"Gagnant en 2005 du Grand Prix du Tokyo Type Directors Club, For All Seasons d'Andreas Müller est une oeuvre hypermédiatique utilisant comme principal matériau du texte, qui est déconstruit et reconfiguré afin d'en faire des images et des paysages que l'utilisateur peut manipuler.
L'oeuvre de Müller explore quatre souvenirs d'enfance de ce dernier, chacun d'entre eux étant relié à une saison particulière. Chaque partie de l'oeuvre correspondant à une saison s'ouvre par un bref texte relatant un de ces souvenirs. Suite à la lecture du texte, l'internaute voit, après avoir cliqué sur sa souris, la surface bidimensionnelle de l'écran affichant le texte devenir un sol sur lequel les mots du texte se redéploient afin de former un paysage transformant le souvenir en illustration. L'internaute a églamement la possibilité d'interagir avec les mots transformés et d'effectuer un zoom vers l'avant afin de découvrir un nouveau point de vue sur l'espace tridimensionnel où le texte s'étale en forme d'objets.

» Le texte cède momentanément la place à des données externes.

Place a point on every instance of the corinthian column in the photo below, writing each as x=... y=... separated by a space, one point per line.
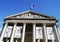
x=12 y=36
x=1 y=38
x=45 y=33
x=34 y=33
x=23 y=34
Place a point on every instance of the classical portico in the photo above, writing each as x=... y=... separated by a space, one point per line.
x=30 y=26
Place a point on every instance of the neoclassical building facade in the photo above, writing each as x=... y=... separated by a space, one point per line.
x=30 y=26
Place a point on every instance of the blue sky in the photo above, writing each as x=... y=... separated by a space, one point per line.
x=48 y=7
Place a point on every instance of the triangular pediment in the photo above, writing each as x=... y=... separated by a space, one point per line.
x=29 y=14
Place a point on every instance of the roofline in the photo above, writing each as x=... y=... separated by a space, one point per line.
x=30 y=11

La lisibilité du texte, bien que considérablement diminuée par la transformation des mots et lettres en leur nouvelle incarnation, peut ainsi être partiellement maintenue.

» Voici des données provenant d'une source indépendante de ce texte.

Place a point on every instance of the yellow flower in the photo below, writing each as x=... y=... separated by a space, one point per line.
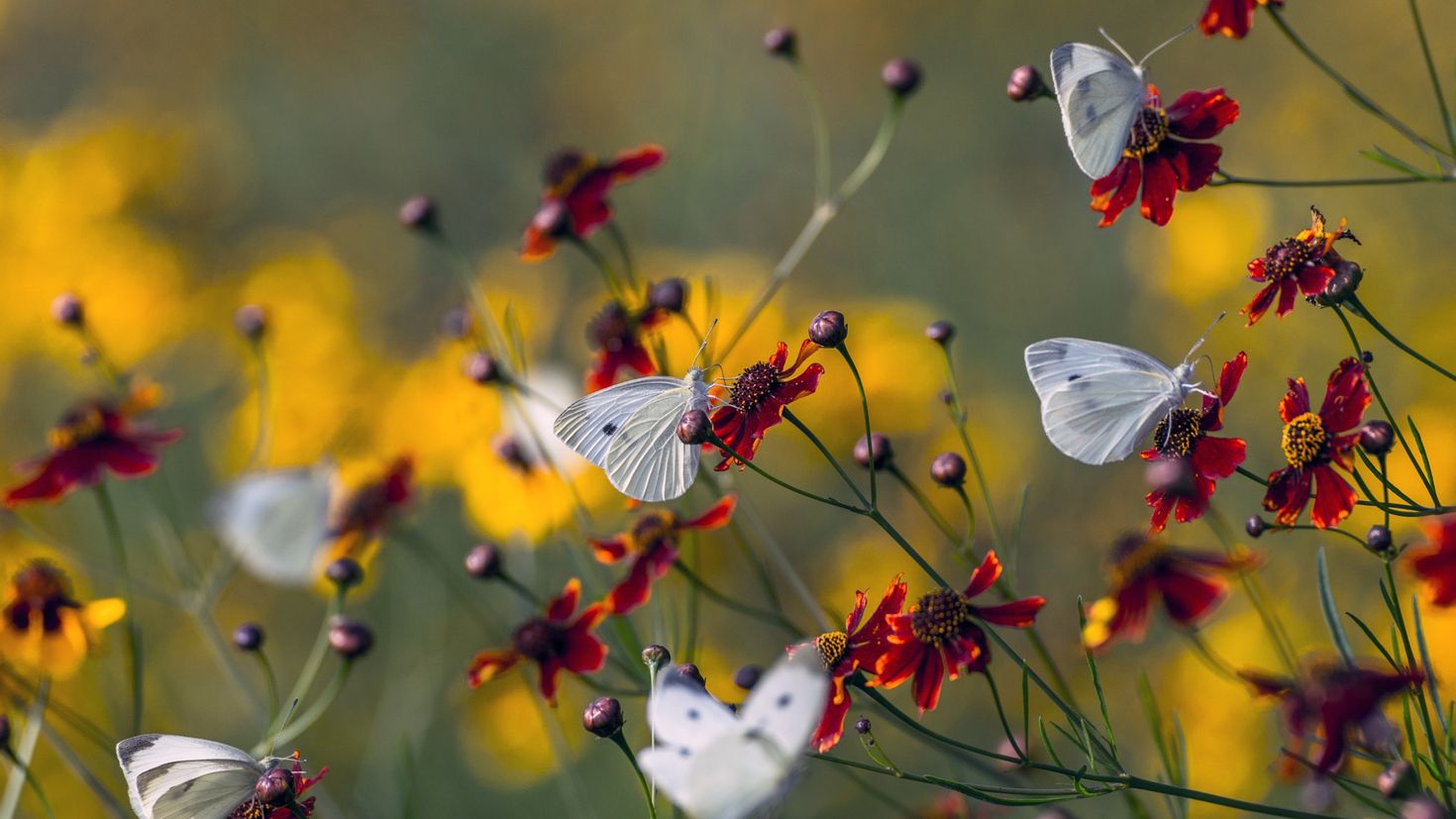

Les diverses interactions proposées par chacun des tableaux (faire tournoyer les pissenlits afin de déloger les lettres de leur tige dans Spring, faire fuire les poissons dans Summer, provoquer une éruption dans le tourbillon des lettres d'Autumn) permettent d'intervenir dans la reconstitution tangible du souvenir offert par Müller, et de pénétrer virtuellement dans le monde intérieur de l'artiste. Le travail sur les mots de celui-ci ne s'arrête pas à une reconfiguration iconotextuelle donnant forme et matière sur l'écran à l'espace d'un souvenir fugace, il assure également une transmission à l'internaute de l'expérience de la remémoration. L'esthétique dépouillée et les manipulation subtiles proposées par Müller à l'internaute réifient superbement la fragilité du souvenir et son caractère dépouillé, dans lequel rien n'est fixe et où l'on peut déchiffrer des formes et des détails qui ne sauraient être intelligibles si l'on n'avait une connaissance préalable de leur contexte.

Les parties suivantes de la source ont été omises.